Presidente da França, Emmanuel Macron, ao lado do presidente brasileiro Jair Bolsonaro durante cúpula do G20 - Jacques Witt/Pool/AFP
Presidente da França, Emmanuel Macron, ao lado do presidente brasileiro Jair Bolsonaro durante cúpula do G20 Imagem: Jacques Witt/Pool/AFP

26/08/2019 14h13

Ao fim do encontro do G7, grupo das sete maiores economias do mundo, o presidente da França, Emmanuel Macron, afirmou hoje que o colega brasileiro, Jair Bolsonaro, envergonhou seus conterrâneos ao ofender a primeira-dama francesa, Brigitte Macron, e "não falou a verdade" ao lhe dizer que faria tudo pela preservação da Amazônia.

"(Espero que) os brasileiros tenham logo um presidente que se comporte à altura", disse Macron.

O líder francês fazia referência a um comentário de Bolsonaro no Facebook em um post que sugere que o líder francês "persegue" o colega brasileiro por "inveja", com fotos comparando as primeira-damas brasileira, Michelle Bolsonaro, e francesa. "Não humilha cara.
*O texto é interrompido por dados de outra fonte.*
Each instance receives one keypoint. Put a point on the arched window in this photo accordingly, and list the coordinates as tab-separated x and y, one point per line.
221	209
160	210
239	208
Kkkkkkk", escreveu Bolsonaro no sábado (24).

"O que eu posso dizer? É muito triste. Mas é triste para os brasileiros. Eu acredito que as mulheres brasileiras devem estar envergonhadas do presidente", rebateu Macron, nesta segunda-feira. Pouco depois, Bolsonaro falou em "ataques descabidos e gratuitos (do francês) à Amazônia".

As críticas e ofensas de Bolsonaro a Macron surgiram em resposta a críticas do líder francês à atuação do Brasil para conter o desmatamento e as queimadas na região amazônica, tema que ganhou ares de crise internacional e entrou na pauta principal do encontro do G7, reunido desde sábado em Biarritz, na França.

Incêndios florestais ocorrem com frequência na estação de seca no Brasil, mas dados de satélite divulgados pelo Instituto Nacional de Pesquisas Espaciais (Inpe) mostraram um aumento de 84% neste ano, na comparação com 2018.

A reação do governo brasileiro diante da gravidade dos incêndios, que vieram a conhecimento do público na semana passada, provocou indignação internacional e uma onda de protestos.

Diversos países se manifestaram de maneira contundente sobre os incêndios. Alguns chegaram a defender boicotes à carne e produtos agrícolas brasileiros, além da derrubada do acordo comercial firmado recentemente entre o Mercosul e a União Europeia.

Escalada do embate

Quinta-feira: 'Nossa casa está pegando fogo'

O embate entre Bolsonaro e Macron começou na quinta-feira (22), quando o presidente francês defendeu em seu perfil no Twitter que as queimadas na Amazônia entrassem na pauta do G7.

"Nossa casa está pegando fogo. Literalmente. A floresta amazônica - os pulmões que produzem 20% do oxigênio do nosso planeta - está em chamas. É uma crise internacional."

As queimadas suscitaram numerosos debates na rede social, e a hashtag #prayforamazonia (reze pela Amazônia) chegou ao topo das mais citadas no Twitter em todo o mundo durante a semana.

A declaração de Macron caiu como uma bomba nos corredores do Palácio do Planalto. Além da escalada da crise, o governo passou a criticar o presidente francês, principalmente em torno do tema da soberania nacional sobre a Amazônia.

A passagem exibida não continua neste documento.